Et c’est justement cette nomination, qui n’a pas reçu l’aval du président de la République, qui a obligé Giuseppe Conte à renoncer à son poste, plongeant l’Italie dans une crise politique ouverte.
Le Chef de l’Etat, Sergio Mattarella, garant des institutions a justifié sa décision en déclarant :
«J’avais annoncé à M. Conte que j’accorderai une attention particulière à certains ministères. Il m’a présenté une liste que j’ai acceptée en tous points, à l’exception du choix du ministre de l’économie. Dans mon rôle de garant, je ne pouvais pas accepter un choix qui aurait pu conduire à la sortie de l’Italie de l’euro et provoquer les inquiétudes des investisseurs italiens et étrangers. Il est de mon devoir d’être attentif à la protection de l’épargne italienne, qui est la garantie de protéger la souveraineté de l’Italie.»

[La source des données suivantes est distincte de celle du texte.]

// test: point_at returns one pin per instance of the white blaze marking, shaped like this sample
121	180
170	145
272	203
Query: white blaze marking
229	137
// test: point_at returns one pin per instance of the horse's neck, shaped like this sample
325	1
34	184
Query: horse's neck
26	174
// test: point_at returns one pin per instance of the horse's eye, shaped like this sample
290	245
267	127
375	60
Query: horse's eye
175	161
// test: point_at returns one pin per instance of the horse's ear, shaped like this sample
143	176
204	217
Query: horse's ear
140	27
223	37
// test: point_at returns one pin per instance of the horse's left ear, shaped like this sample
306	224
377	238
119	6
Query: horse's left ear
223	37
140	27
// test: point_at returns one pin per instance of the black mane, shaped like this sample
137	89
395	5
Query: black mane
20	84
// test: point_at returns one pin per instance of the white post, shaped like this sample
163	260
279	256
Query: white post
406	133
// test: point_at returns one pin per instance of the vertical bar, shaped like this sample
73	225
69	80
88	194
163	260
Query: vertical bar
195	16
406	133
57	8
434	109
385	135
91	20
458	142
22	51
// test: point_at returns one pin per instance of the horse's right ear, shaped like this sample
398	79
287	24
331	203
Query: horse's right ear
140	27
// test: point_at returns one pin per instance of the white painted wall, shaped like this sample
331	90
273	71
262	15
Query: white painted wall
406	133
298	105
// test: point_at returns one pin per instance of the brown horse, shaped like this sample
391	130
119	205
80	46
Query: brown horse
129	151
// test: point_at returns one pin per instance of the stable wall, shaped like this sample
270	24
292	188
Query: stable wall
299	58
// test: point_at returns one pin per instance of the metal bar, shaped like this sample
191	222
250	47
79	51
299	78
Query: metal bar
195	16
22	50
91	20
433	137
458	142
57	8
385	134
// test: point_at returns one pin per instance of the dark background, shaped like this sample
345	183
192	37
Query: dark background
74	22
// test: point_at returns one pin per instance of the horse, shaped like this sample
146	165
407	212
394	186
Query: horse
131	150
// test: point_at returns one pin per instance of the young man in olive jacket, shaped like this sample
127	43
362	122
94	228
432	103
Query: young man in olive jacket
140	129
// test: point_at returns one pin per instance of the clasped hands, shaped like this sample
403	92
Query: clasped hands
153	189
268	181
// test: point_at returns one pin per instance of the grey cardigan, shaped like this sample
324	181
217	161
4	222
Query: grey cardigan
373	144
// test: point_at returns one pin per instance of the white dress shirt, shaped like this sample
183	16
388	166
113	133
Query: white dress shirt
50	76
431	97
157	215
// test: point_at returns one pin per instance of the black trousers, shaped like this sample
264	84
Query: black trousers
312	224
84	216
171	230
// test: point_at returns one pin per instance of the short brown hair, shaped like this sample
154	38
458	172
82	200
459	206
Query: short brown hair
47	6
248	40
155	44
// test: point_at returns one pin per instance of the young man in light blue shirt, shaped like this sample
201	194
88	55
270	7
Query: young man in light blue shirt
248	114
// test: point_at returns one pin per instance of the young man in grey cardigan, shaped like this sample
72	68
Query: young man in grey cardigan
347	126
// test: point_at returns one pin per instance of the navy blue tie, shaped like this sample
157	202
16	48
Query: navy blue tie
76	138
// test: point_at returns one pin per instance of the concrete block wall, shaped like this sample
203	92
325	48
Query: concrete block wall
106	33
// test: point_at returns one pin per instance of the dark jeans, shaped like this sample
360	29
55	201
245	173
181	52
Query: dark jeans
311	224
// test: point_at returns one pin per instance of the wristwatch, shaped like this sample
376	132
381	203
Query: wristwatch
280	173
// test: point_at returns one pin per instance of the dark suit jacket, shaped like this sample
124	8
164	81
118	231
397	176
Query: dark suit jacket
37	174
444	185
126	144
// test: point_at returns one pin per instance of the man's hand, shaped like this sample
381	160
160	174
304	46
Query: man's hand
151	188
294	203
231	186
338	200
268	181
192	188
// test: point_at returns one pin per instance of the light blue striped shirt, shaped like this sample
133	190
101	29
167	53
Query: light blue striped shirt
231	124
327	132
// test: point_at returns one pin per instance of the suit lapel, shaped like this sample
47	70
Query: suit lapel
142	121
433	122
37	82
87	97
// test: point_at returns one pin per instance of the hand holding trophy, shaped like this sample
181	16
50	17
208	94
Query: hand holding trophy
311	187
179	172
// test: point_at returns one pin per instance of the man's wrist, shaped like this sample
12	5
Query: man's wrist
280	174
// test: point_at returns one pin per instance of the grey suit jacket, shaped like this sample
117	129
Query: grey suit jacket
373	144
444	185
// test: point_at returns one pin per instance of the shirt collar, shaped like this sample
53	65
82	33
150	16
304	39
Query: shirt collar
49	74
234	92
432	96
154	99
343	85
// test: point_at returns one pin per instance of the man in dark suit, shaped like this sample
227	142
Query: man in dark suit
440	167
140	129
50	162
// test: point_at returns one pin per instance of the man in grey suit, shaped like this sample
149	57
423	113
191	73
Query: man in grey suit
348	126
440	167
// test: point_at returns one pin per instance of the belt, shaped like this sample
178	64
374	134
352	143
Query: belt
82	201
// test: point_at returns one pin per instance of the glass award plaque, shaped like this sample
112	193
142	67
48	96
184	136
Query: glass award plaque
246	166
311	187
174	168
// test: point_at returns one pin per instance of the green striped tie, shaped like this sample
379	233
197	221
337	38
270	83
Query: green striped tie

De son côté, Matteo Salvini, patron de la Ligue du Nord, ne décolère pas. Ses propos rapportés par la presse italienne dont La Stampa sont acerbes :
«A ces heures, je suis convaincu que nous ne sommes pas un pays libre, que la souveraineté est limitée. Nous avons émoussé et reculé, je peux abandonner les sièges mais je n'abandonne pas la dignité. Celui qui prend la responsabilité de ne pas donner naissance à un gouvernement prêt à travailler demain, va l'expliquer à des millions d'Italiens ».
Salvini a dénoncé les agences de notation, les lobbys financiers et les banquent qui dictent leurs décisions aux gouvernements italiens.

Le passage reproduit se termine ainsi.